Baumrückschnitt
August 10, 2009 | 50,00 EUR | beantwortet von Andreas Scholz
In unserem Garten steht seit ca. 80 Jahren eine Linde.
Die Hausverwaltung des Nachbargebäudes verlangt einen Rück-schnitt des Grenzüberhanges bis zum 17.08.09.
Die Linde hat eine Höhe von ca.12-15 Metern und steht unge-fähr 1,5 Meter von der Grundstücksgrenze.
Wir verwiesen im letzten Schreiben an die Hausverwaltung auf das Urteil des OLG Hamburg, MDR 1999 Seite 930 dass keinerlei Pflicht zum Rückschnitt des Baumes besteht und auf den Bestandsschutz aufgrund des Alters des Baumes
Sehr geehrter Fragesteller,
ein Anspruch auf Rückschnitt kann sich aus den für Sie geltenden landesrechtlichen Vorschriften des Nachbarrechts ergeben. Leider kann ich Ihrer Frage nicht entnehmen, aus welchen Bundesland Sie kommen. Vielleicht teilen Sie mir dies in der Nachfrage mit. Grundsätzlich gilt aber folgendes:
Der einzuhaltende Grenzabstand zum Nachbargrundstück richtet sich nach der Höhe des Baumes. Je höher der Baum, um so größer muss der Abstand sein.
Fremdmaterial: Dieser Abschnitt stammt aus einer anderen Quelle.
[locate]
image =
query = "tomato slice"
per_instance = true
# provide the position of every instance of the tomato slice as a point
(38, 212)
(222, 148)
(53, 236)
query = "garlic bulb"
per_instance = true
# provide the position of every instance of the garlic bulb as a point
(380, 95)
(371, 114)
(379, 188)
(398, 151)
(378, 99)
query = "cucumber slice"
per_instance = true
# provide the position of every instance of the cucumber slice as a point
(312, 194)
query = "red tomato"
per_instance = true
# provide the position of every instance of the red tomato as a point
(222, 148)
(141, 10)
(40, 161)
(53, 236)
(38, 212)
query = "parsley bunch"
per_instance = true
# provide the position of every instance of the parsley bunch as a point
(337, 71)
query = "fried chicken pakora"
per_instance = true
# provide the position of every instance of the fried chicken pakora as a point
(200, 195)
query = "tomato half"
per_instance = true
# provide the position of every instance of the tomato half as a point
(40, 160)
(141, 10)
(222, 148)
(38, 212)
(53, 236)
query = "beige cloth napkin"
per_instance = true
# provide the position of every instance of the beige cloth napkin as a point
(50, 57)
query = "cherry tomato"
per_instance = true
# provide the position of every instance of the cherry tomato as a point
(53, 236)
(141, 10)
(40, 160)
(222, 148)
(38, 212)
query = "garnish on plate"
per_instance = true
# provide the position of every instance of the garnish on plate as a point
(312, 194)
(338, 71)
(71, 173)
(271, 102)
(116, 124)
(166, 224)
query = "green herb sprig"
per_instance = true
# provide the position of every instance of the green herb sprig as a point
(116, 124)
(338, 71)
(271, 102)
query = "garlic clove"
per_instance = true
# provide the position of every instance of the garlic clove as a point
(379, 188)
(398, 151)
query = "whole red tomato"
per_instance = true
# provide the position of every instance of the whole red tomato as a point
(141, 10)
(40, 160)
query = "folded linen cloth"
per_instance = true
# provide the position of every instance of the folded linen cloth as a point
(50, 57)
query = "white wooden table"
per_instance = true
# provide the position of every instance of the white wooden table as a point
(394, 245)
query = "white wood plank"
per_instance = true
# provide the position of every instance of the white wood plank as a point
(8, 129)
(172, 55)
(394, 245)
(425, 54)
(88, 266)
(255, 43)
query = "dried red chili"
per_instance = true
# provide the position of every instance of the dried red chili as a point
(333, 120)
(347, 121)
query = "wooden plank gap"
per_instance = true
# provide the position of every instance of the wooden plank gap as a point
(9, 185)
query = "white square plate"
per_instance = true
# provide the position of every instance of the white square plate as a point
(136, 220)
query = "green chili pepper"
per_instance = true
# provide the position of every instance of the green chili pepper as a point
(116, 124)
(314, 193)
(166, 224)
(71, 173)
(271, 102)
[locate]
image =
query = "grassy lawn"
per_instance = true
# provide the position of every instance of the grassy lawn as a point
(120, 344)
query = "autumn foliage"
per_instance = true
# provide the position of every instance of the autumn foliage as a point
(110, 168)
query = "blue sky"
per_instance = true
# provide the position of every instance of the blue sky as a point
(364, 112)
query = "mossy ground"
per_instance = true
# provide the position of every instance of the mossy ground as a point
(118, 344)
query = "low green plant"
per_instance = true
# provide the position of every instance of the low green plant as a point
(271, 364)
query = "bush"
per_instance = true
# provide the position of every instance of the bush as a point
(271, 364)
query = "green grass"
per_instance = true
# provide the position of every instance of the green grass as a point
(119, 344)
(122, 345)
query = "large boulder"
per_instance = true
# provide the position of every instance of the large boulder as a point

Die landesrechtlichen Vorschriften zum Nachbarrecht sehen aber vor, dass ein Anspruch auf Rückschnitt dann nicht mehr besteht, wenn eine bestimmte Frist überschritten ist. Nehmen wir an, dass der Baum in seiner derzeitigen Höhe bereits seit fünfeinhalb Jahren den einzuhaltenden Grenzabstand überschritten hat. Sieht das landesrecht vor, dass die Frist zur Geltendmachung fünf Jahre ist, so könnte der Nachbar einen Anspruch nicht mehr geltend machen. Im Übrigen legt die höchstrichterliche Rechtsprechung das entsprechende Landesrecht so aus, dass Die Vorschrift kann auch nicht einschränkend dahingehend ausgelegt werden, dass bei Fristablauf ein kein Zurückschneiden mehr auf die Höhe verlangt werden kann, die die Bäume bei Klageerhebung bzw. fünf Jahre davor hatten. Wäre die Frist daher in Ihrem Falle verstrichen, so hätten Sie Ihren Baum nicht mehr zurück zu schneiden.
Ein Anspruch auf Zurückschneiden käme aber als Ausfluss des (ungeschriebenen) Rechts des nachbarrechtlichen Gemeinschaftsverhältnisses in Betracht. Trotz Fehlens einer gesetzlichen Grundlage kann eine Pflicht zur gegenseitigen Rücksichtnahme zum Tragen kommen, wenn ein über die gesetzliche Regelung hinausgehender Ausgleich der widerstreitenden Interessen dringend geboten erscheint. Eine Verpflichtung zum Zurückschneiden bestünde danach aber nur, wenn das Höhenwachstum der Bäume für den Nachbarn zu ungewöhnlich schweren und nicht mehr hinnehmbaren Belastungen führen würde. Dies hätte der Nachbar in einem Prozess zu beweisen.
Ein Anspruch aus § 1004 BGB käme ebenfalls in Betracht. Ein solcher Anspruch wäre dann gegeben, wenn die Nutzbarkeit des Nachbargrundstückes durch den zu hohen Baum objektiv eingeschränkt wäre. Wiederum wäre dies vom Nachbarn zu beweisen.
Wenn Ihr Nachbar nach Gesagtem auch nicht das Zurückschneiden verlangen kann, da er den Baum zu dulden hat - entweder, weil die im Nachbarrecht geltenden Fristen abgelaufen sind oder aber Bestandsschutz bestünde - , so hätte er möglicherweise aber einen Anspruch auf Zahlung gegen Sie, der sich aus § 906 BGB ergibt. Der Anspruch ist darauf gerichtet, den Nachbar wegen der Beseitigung von wesentlichen Einwirkungen schadlos zu stellen (etwa Laub und abfallende Äste/Früchte auf sein Grundstück).
Ich hoffe, Ihnen weitergeholfen zu haben. Schreiben Sie mir, aus welchem Bundesland Sie kommen, damit ich mir einen Überblick von den für Sie geltenden nachbarrechtlichen Vorschriften machen kann. Im Übrigen fragen Sie bei Unklarheiten nach.